Today, people clamor to get on a TEDx stage, but at the time, TEDx was an unknown, and speakers asked Foster, “Why would I fly across the country and donate two days of time to speak for six minutes for free?” That mindset changed as TEDx events flourished — to date, more than 13,000 TEDx events have been held in 150 countries — and speakers realized how that short time on stage reaped big dividends.

Foster became a designated TEDx speaker coach, set up a thriving coaching business as the Short Talk Expert, and authored a book, Don’t Tank Your TED Talk! 12 Mistakes Professional Speakers Make.

TED, she said, has permeated popular culture and raised the bar on what the public expects from speakers. And while short, “TED-style talks” have become a popular session format at all kinds of conferences, it’s a bit of a misnomer to call them that — not all short talks are TED-style talks, Foster said. Short talks are those given in under 20 minutes. Communicating a single new idea worth spreading in that amount of time, she said, “that’s a TED Talk.” (Find more of Foster’s speaking tips here.)

Foster has developed a core message coaching process with her clients around the TED talk approach. “If you’re going to get the message you’re meant to share distilled down to your original idea for your talk, there’s a lot of work that has to be done,” she said. The foundation of that work is internal and a coaching experience — “I reach into people and I snatch out their original idea and I help them craft and amplify it,” she told Convene. Over the course of a four-month coaching contract with a speaker, Foster may spend six weeks on that alone, before they even consider the talk’s content, visuals, delivery, and message design.

“Remember, we’re looking for your original idea. From you. Who you are,” she said. “Everything you know, everything you feel, all of your experiences — that’s the lens through which you let your audience see the information.” Foster said that you can Google the answer to anything but it doesn’t help you make sense of the results. “It is a person who offers their perspective that allows you to make sense of and integrate that information.”

Foster encourages clients to see themselves as others see them, asking them: How would you be described by a colleague, friend, someone who has just met you?
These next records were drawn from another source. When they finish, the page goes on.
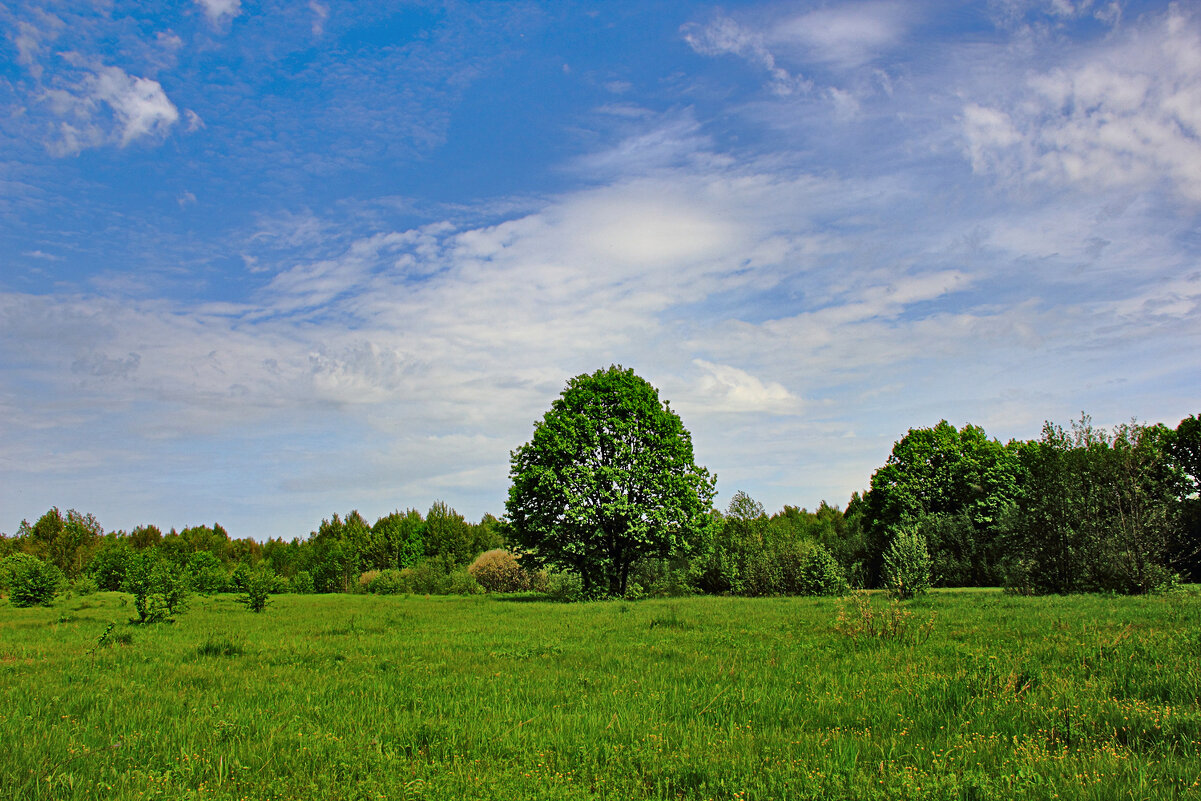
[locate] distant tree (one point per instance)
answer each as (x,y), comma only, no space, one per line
(396,541)
(205,573)
(608,478)
(29,580)
(1097,509)
(145,537)
(109,561)
(907,568)
(64,542)
(339,549)
(157,586)
(950,473)
(1184,453)
(447,536)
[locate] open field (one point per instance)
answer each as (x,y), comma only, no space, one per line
(365,697)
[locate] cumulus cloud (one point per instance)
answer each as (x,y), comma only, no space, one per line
(730,389)
(1128,113)
(320,15)
(844,36)
(726,36)
(108,106)
(219,11)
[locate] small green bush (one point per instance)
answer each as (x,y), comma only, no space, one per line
(303,584)
(822,575)
(84,585)
(388,583)
(562,586)
(159,589)
(29,580)
(907,565)
(499,571)
(461,583)
(260,585)
(205,573)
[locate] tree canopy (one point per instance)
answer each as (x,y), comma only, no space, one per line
(607,479)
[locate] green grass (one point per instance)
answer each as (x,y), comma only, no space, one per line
(360,697)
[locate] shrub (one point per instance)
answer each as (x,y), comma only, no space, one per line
(499,571)
(303,584)
(159,587)
(822,575)
(389,583)
(84,585)
(205,574)
(461,583)
(239,578)
(365,579)
(260,585)
(563,586)
(30,580)
(907,568)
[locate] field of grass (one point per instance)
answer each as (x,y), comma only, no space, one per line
(363,697)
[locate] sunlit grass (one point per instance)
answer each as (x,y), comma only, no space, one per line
(364,697)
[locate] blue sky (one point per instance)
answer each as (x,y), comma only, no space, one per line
(263,262)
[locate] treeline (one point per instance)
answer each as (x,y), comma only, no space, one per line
(1080,509)
(428,554)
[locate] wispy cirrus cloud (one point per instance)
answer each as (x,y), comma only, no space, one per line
(1125,113)
(107,106)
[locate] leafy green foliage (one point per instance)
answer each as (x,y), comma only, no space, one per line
(955,474)
(64,542)
(205,573)
(499,571)
(822,574)
(260,585)
(159,587)
(29,580)
(608,479)
(109,561)
(907,565)
(1098,510)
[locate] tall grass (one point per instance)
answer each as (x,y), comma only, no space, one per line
(366,697)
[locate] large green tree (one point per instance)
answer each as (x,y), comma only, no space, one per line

Someone who’s known you your whole life? What is the difference you want to make that makes you different from everyone else? That’s because the most important element of a talk, she said, is authenticity.

Foster vets potential clients with an intensive initial phone call — audio only. “It’s better when it’s blind,” she explained, “because people tend to worry about what I think of them.” She is particular about whom she takes on as a client, only coaching people “whose ideas I agree with,” she said, and who are looking to make the world a better place.

Michelle Russell is editor in chief of Convene.